Like many marginalized communities, LGBTQ people still face major gaps in insurance access, with the Center on American Progress finding that at least 15 percent still lack insurance post-Affordable Care Act (ACA) implementation. However, health issues impacting this community cannot be managed without proper access to care. Barriers to accessing health care, especially for the treatment of chronic health conditions, can prevent timely treatment and result in ultimately worsened health.
While the ACA expanded access to care and provided discrimination protections for LGBTQ communities, coverage is not universal and stigma still exists.
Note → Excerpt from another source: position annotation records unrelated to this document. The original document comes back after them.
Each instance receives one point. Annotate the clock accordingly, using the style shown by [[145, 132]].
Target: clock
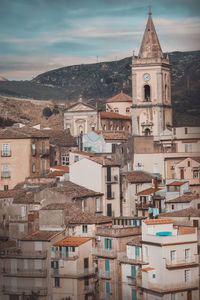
[[147, 77]]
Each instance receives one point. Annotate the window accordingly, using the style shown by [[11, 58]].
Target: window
[[57, 282], [33, 150], [76, 158], [84, 228], [187, 275], [5, 171], [5, 149], [196, 174], [33, 168], [108, 243], [65, 160], [147, 93]]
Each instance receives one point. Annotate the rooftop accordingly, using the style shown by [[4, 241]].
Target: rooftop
[[121, 97], [111, 115], [137, 176], [40, 235], [157, 221], [177, 183], [72, 241], [184, 198], [188, 212]]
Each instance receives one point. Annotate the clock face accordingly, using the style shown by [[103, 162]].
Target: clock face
[[146, 77]]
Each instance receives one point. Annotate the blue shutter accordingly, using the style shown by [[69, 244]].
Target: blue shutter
[[134, 295], [133, 271]]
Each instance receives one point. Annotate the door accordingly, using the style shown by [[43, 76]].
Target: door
[[109, 210], [86, 264]]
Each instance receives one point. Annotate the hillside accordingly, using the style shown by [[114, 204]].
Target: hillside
[[97, 82]]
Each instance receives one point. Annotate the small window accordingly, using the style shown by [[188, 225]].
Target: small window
[[84, 228], [57, 282]]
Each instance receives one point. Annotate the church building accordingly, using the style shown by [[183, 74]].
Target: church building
[[151, 86]]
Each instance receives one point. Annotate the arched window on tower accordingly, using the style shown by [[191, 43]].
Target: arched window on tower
[[147, 132], [147, 93]]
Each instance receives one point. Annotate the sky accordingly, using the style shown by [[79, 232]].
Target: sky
[[40, 35]]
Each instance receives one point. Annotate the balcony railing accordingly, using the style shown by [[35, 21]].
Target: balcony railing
[[5, 174], [25, 254], [104, 252], [176, 286], [10, 290], [181, 263], [25, 273], [111, 179], [104, 274], [67, 273], [65, 256], [6, 153], [110, 195]]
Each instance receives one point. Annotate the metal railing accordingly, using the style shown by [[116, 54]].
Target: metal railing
[[11, 290], [23, 254]]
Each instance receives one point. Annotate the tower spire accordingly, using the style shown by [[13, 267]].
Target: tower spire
[[150, 47]]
LGBTQ patients continue to experience discrimination when accessing health services and, if denied treatment, often have trouble finding alternative services. In a recent Center on American Progress survey, among patients discussing experiences of visiting health care providers, nearly 10 percent of LGBQ and nearly 30 percent of transgender patients reported being refused care because of their actual or perceived sexual orientation or gender identity. Such interactions can prevent patients from receiving treatment, with more than one if five transgender patients reporting they avoided or postponed needed treatment due to discrimination.